É somente ao colocar essas discussões na mesa – e concordar com antecedência sobre quais são as regras de engajamento – que a McLaren pode ter certeza de que ambos os pilotos estão recebendo o tratamento igualitário que desejam.
Lições do passado
Olhando para trás para o confronto interno mais recente que tivemos pelo título da F1, a Mercedes inicialmente operou uma estratégia com Nico Rosberg e Lewis Hamilton onde a dupla não tinha permissão para divergir nas táticas.
As estratégias eram pré-definidas e, mesmo em dias em que não estava claro qual era o melhor caminho a seguir, a divergência realmente não era permitida.
Isso irritou os pilotos às vezes (como Hamilton não ter permissão para mudar de estratégia para vencer Rosberg no GP do Brasil de 2015) e até custou vitórias (como quando não dividiu a chamada e abriu a porta para Sebastian Vettel da Ferrari vencer na Malásia em 2015).

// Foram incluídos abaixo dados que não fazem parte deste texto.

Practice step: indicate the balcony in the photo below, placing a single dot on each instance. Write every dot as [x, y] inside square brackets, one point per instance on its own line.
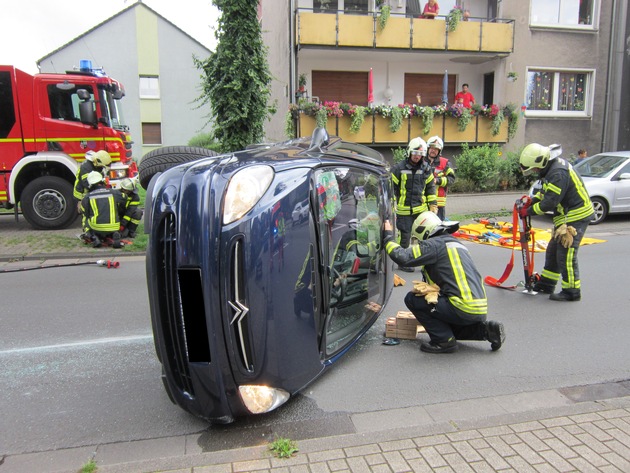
[337, 30]
[376, 130]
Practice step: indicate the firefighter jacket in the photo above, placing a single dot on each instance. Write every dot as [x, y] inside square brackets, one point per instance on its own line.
[129, 210]
[444, 177]
[414, 187]
[81, 185]
[562, 193]
[100, 210]
[445, 261]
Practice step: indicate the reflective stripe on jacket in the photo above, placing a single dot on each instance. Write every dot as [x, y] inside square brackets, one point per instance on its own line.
[563, 192]
[414, 187]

Mesmo quando as estratégias foram abertas – como no GP da Hungria de 2014, quando Rosberg largou na frente e mudou para uma estratégia de três paradas contra Hamilton, que fez duas paradas vindo de trás após um incêndio na qualificação – isso apenas gerou controvérsia quando os colocou em posições de comprometer um ao outro.
Refletindo na época sobre a possibilidade de permitir mais divergência estratégica nos dias em que as coisas não estavam claras, Rosberg na verdade disse que não era algo que ele gostasse muito.

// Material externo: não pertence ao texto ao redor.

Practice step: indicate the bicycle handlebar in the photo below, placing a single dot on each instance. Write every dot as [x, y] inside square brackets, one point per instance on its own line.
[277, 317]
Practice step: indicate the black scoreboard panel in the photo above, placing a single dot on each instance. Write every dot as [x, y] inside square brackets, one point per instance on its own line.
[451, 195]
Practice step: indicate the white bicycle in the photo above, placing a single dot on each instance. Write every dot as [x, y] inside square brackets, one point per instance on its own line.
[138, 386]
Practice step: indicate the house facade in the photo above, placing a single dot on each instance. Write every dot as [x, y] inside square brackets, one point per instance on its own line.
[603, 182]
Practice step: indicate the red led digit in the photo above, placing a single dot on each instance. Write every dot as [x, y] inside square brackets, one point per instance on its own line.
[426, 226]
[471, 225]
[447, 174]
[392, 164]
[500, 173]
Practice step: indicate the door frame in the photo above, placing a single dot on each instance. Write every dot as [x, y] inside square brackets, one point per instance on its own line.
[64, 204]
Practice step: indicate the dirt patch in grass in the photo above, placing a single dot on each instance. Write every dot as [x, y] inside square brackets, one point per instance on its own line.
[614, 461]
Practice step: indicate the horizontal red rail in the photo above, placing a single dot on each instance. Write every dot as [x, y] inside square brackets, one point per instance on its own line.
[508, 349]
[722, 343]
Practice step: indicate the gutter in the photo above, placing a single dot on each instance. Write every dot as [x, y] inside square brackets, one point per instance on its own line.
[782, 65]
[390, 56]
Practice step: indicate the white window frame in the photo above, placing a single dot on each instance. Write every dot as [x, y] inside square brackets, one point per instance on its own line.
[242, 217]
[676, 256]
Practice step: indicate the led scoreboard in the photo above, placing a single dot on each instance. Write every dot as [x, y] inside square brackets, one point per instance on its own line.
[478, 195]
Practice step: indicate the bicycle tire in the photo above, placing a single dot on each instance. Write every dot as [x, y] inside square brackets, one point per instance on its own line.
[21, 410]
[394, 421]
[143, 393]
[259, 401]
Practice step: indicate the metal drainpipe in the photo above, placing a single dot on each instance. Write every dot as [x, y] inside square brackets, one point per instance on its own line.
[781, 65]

"Você faz isso porque as estratégias são muito próximas e você não tem certeza de qual estratégia é a melhor", disse ele em 2015.

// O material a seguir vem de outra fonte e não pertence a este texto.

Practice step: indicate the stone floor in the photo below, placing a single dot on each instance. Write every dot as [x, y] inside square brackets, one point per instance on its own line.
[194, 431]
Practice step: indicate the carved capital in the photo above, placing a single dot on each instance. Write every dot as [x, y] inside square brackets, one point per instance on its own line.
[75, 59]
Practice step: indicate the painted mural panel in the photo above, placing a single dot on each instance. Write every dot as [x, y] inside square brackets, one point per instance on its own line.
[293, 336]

"Definitivamente, eu não gosto disso pessoalmente, porque é uma adição artificial à nossa luta, não é uma luta justa depois disso para um ou outro. Então eu não gosto disso.
"Mas é assim que é, estamos correndo pela Mercedes e, em primeiro lugar, precisamos vencer pela Mercedes.
"Sempre que precisarem fazer isso, eles o farão, e é claro para nós, então aceitamos que eles vençam."
A McLaren, antecipando problemas e continuando a deixar claro para Piastri e Norris como as coisas serão tratadas, acabará decidindo quão justa essa luta pode ser.
Stella disse no inverno passado que, quando se trata de lidar com esses pontos de conflito onde as ambições da equipe e do piloto individual não estão totalmente alinhadas, é um caso de diálogo constante para garantir que todos estejam na mesma página.
"Isso não pode ser simplesmente tratado com 'Ah, tivemos uma conversa muito boa'", disse ele.
"Você precisa de muitas boas conversas, e você realmente precisa tentar ficar à frente do jogo, porque você quer ser o mais preventivo possível sobre o que pode acontecer enquanto está na pista."
É por isso que Stella não vê a necessidade de qualquer reavaliação radical de como a McLaren aborda as estratégias após o fim de semana.
Dias como a Hungria – quando as circunstâncias tornam a escolha estratégica certa incerta e uma aposta compensa – provavelmente acontecerão novamente.
Mas a justiça não pode ser julgada pelo impacto das decisões tomadas no domingo à tarde; ela vem do fato de ambos os pilotos estarem absolutamente claros sobre quais chamadas são permitidas.
Como Stella disse na noite de domingo: "Quando estamos desviando as estratégias, quando temos opções diferentes, acho que isso faz parte das corridas.
"Queremos ter certeza de que nenhum dos pilotos seja surpreendido. E acho que nenhum dos pilotos foi surpreendido."